Top: Domestique | Bottom left: Andrea Pensado | Bottom right: Kate Village


As I mentioned in the introduction, this list is not exhaustive at all. I included  solo artists and groups. It’s worth noting that groups are in permanent motion.  There are constantly moving collaborations and new projects arising all the time.  Therefore, there can be names who appear in more than one configuration. Some  artists don’t live in New England anymore. I decided to include them anyhow  because I believe they have definitely left a mark in the scene. I just included a link  of each artist with the hope that it will serve as a pointer to find out more about  them. Their artistry and, more important, their deep humanity transpires in all  their works. 

Pic by Peter Gumaskas

Based in the US since 2002, Andrea Pensado uses voice and electronics to make her music.  She studied in Argentina and Poland where she graduated in Composition at the  Krakow Academy of Music. However, after an extensive composition practice, her  music started to gradually move away from conventional composition. Nowadays,  she mainly uses digital media and live interactive sound systems with her voice  constantly interwoven in the performances.

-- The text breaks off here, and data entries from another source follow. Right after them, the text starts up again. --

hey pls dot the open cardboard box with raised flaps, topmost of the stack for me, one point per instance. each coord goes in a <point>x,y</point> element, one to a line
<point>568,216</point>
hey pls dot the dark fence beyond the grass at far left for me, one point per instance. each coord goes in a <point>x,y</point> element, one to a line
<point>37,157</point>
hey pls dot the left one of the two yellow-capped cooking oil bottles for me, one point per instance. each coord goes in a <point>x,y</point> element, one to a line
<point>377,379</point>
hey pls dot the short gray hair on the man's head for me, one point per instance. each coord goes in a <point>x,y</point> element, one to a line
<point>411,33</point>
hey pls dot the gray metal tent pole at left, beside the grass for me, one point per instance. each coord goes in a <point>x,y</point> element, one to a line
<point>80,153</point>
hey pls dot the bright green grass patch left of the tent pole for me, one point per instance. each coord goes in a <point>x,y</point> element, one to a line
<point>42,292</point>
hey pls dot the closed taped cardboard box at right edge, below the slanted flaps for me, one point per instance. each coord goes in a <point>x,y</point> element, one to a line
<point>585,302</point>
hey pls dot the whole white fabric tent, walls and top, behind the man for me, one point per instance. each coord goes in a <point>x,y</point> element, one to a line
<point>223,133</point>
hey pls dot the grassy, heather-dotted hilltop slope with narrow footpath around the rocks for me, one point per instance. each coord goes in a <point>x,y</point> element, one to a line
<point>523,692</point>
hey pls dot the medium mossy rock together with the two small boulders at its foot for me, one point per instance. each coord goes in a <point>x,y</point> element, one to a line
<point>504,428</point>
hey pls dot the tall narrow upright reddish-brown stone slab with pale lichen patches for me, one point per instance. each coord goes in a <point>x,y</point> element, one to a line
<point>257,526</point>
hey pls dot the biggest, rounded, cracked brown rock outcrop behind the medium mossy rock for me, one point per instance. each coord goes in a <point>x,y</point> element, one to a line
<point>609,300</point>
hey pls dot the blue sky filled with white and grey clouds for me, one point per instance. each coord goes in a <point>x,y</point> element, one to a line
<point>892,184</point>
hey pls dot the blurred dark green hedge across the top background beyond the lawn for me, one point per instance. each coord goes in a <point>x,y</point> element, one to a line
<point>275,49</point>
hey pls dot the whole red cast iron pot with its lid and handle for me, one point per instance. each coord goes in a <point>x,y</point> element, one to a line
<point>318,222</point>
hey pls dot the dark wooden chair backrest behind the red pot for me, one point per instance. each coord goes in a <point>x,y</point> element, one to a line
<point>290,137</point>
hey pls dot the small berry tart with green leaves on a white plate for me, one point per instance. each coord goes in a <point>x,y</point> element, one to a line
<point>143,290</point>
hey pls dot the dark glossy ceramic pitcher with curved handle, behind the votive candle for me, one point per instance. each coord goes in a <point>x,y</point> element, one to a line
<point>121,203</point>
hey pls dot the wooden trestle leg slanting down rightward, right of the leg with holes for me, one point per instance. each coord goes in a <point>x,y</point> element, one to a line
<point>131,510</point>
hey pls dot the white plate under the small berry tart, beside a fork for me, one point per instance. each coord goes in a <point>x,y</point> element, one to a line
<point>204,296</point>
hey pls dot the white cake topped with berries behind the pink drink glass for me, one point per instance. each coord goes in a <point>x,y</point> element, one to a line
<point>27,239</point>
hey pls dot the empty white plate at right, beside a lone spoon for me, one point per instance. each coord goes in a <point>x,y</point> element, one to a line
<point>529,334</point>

The approach to both, programming  and performance is highly intuitive. The harsh cut up noise result, mixed with the  strong emotional component of her music, generates a deeply personal sonic  language. Occasionally, the combination of the performance situation, the often  abrasive sounds, the irrational use of the voice and the inherent uncertainty of  improvisations contributes to discoveries of unknown places in her mind. Pensado  performs extensively in the US and abroad. She also produces Sonorium, a series  of experimental music based in Salem, MA.